O artigo do jornal paulista, assinado por Valdo Cruz, Ana Flor e Breno Costa, foca-se, no entanto, em desqualificar a relação que Lula manteve com a mídia e na especulação sobre como deverá ser o perfil de Dilma no tratamento com a imprensa.

O fato é que neste primeiro mês de governo, há muitos desencontros sobre o tema, desencontros esses alimentados pela mídia hegemônica preocupada em manter seu poder concentrado e inabalável. Exemplo disso é o caso da concessão de licença única para que as empresas de telefonia possam oferecer acesso à internet via banda larga, tevê a cabo e telefonia fixa e móvel.

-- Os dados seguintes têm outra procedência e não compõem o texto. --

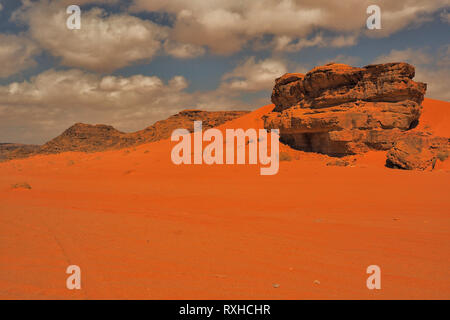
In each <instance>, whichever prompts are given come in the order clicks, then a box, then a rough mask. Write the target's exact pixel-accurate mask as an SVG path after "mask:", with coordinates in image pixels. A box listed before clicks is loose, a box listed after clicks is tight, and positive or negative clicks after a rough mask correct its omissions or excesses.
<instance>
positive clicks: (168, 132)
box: [0, 110, 248, 161]
mask: <svg viewBox="0 0 450 320" xmlns="http://www.w3.org/2000/svg"><path fill="white" fill-rule="evenodd" d="M246 113H248V111H202V110H184V111H181V112H179V113H178V114H175V115H173V116H170V117H169V118H167V119H165V120H161V121H158V122H156V123H155V124H153V125H151V126H149V127H147V128H145V129H144V130H140V131H137V132H132V133H125V132H121V131H119V130H116V129H115V128H114V127H112V126H108V125H103V124H97V125H90V124H83V123H76V124H74V125H73V126H71V127H70V128H68V129H67V130H66V131H64V132H63V133H62V134H61V135H59V136H58V137H56V138H54V139H52V140H50V141H48V142H47V143H45V144H44V145H42V146H36V145H32V146H31V145H30V146H28V145H12V144H0V161H2V160H3V161H4V160H10V159H15V158H25V157H28V156H31V155H35V154H52V153H61V152H68V151H77V152H97V151H105V150H111V149H121V148H128V147H132V146H137V145H140V144H144V143H149V142H155V141H158V140H162V139H167V138H169V137H170V135H171V134H172V131H173V130H175V129H178V128H185V129H188V130H189V131H191V132H192V131H193V130H194V129H193V123H194V121H195V120H202V122H203V128H204V129H209V128H212V127H216V126H219V125H221V124H223V123H225V122H227V121H230V120H233V119H236V118H238V117H241V116H243V115H244V114H246Z"/></svg>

O Estado de S.Paulo desta quinta-feira (27) noticiava: “o governo vai abandonar o debate sobre a proibição da propriedade cruzada nos meios de comunicação por estar convencido de que o desenvolvimento tecnológico tornou a discussão obsoleta. O conceito de convergência das mídias, que consolidou o tráfego simultâneo de dados e noticiários em todas as plataformas - da impressa à digital -, pôs na mesa do ministro das Comunicações, Paulo Bernardo, um projeto de concessão única”. Por erro ou má fé, o jornal confundia no texto propriedade cruzada com licença única.

Em seu blog, o jornalista Luís Nassif apontou a confusão e disparou: “Chamei atenção, aqui, que radiodifusão nada tinha a ver com convergência de mídia. Esta, trafega pela Internet; a outra, pelo espectro eletromagnético, que, por limitado, necessita ser regulado. Como a matéria foi assinada por três diretores de redação, houve a suspeita geral de que a convergência de mídias estivesse sendo utilizada como álibi para não mexer na propriedade cruzada”.

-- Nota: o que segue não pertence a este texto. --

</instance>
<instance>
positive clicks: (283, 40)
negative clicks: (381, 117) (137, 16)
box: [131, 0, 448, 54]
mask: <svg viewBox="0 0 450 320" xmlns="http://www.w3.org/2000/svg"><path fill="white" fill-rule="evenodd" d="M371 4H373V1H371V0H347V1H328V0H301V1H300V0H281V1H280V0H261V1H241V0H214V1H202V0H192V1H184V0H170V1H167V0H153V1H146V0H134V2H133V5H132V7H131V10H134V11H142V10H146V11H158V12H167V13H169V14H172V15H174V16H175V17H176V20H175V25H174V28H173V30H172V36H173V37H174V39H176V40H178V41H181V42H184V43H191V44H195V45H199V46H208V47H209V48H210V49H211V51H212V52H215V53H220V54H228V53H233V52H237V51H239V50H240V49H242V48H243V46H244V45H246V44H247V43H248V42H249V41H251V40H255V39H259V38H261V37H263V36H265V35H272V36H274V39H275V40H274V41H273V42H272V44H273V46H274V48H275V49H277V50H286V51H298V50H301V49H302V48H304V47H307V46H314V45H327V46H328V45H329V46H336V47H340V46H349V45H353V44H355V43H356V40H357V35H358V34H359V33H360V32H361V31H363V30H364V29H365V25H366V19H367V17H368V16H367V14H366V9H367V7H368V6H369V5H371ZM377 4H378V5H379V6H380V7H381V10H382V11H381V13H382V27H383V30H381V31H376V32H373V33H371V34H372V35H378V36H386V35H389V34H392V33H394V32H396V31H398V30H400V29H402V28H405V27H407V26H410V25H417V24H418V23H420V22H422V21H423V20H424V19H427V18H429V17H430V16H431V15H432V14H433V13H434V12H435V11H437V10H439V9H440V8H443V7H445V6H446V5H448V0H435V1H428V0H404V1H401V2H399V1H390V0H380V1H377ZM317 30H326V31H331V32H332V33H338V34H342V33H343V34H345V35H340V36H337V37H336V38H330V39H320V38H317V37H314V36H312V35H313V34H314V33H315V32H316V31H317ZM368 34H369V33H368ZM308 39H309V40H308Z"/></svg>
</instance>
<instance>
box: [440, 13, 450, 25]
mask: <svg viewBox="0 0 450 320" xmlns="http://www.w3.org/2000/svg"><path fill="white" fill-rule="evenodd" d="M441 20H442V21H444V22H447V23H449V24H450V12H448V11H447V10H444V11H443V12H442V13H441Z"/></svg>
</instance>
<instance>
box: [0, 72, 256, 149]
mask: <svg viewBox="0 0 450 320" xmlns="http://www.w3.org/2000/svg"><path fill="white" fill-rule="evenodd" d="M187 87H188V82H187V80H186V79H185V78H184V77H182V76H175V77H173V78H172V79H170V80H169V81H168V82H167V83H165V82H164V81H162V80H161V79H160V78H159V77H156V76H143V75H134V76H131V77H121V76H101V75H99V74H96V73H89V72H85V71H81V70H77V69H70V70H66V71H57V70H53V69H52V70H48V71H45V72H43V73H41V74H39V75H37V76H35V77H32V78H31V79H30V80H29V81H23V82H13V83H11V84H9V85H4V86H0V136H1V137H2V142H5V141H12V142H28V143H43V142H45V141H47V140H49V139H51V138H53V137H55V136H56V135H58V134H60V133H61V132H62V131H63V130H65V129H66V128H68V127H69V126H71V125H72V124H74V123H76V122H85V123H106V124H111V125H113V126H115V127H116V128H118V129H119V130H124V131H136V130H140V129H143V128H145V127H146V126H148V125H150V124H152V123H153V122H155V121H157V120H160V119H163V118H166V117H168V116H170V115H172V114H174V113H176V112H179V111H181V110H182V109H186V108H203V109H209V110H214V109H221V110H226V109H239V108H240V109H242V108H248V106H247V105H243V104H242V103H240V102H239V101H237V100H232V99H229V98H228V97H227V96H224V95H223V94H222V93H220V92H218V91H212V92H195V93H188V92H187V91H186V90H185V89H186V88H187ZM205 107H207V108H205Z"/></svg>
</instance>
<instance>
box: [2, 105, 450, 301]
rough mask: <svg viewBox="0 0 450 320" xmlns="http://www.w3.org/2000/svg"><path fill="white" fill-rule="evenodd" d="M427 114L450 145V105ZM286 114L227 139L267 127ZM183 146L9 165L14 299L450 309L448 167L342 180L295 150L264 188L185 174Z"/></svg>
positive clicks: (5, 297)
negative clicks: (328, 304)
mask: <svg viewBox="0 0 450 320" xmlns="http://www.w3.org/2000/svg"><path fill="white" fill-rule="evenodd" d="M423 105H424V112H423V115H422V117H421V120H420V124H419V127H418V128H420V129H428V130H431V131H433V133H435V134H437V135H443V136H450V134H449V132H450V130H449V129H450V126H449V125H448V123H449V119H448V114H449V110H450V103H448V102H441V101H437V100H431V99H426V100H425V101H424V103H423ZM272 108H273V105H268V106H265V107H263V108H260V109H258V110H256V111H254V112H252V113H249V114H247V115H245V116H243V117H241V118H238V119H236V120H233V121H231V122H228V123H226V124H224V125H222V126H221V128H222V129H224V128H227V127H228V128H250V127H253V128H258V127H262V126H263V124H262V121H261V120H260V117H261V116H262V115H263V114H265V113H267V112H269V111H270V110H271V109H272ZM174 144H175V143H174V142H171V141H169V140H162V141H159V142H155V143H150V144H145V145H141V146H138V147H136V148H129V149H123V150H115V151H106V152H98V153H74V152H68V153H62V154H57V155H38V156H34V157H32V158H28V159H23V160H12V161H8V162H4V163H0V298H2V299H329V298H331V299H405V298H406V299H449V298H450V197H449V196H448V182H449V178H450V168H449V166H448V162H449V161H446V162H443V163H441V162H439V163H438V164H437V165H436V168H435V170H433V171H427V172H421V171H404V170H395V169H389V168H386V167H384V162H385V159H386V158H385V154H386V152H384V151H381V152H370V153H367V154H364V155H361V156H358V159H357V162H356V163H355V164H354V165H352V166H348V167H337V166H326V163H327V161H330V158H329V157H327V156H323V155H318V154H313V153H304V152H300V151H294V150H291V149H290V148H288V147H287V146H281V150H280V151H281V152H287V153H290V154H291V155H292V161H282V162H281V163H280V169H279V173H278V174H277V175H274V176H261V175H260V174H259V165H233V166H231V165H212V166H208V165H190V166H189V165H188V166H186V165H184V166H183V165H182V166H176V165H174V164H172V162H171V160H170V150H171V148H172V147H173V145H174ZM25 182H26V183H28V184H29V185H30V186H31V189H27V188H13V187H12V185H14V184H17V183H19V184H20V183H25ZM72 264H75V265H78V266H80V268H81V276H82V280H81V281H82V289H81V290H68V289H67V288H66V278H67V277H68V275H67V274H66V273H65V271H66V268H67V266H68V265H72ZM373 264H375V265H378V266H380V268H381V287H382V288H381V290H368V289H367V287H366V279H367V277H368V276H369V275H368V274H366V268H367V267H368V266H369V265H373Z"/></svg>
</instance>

Paulo Bernardo, por sua vez, negou que o governo estivesse analisando a possibilidade de haver apenas uma licença para o setor de radiodifusão e deixou claro que o debate está apenas no começo. "É uma discussão que está sendo feita na agência (Anatel) sobre a possibilidade da licença única para a área de telecomunicações, com a possibilidade, nesse processo de convergência de mídias, que as empresas licenciadas possam fazer outras mídias", afirmou.

O ministro Paulo Bernardo (Comunicações) disse ontem que a Anatel (Agência Nacional de Telecomunicações) estuda conceder uma licença única para empresas de telefonia oferecerem acesso à internet via banda larga, TV a cabo e telefonia fixa e móvel. O tema segue sendo debatido, sem definições estabelecidas.

Na reunião da Comissão Política do PCdoB que está sendo realizada hoje em São Paulo, o tema veio à tona: os comunistas reafirmam que a democratização da comunicação é uma das reformas estruturais inadiáveis.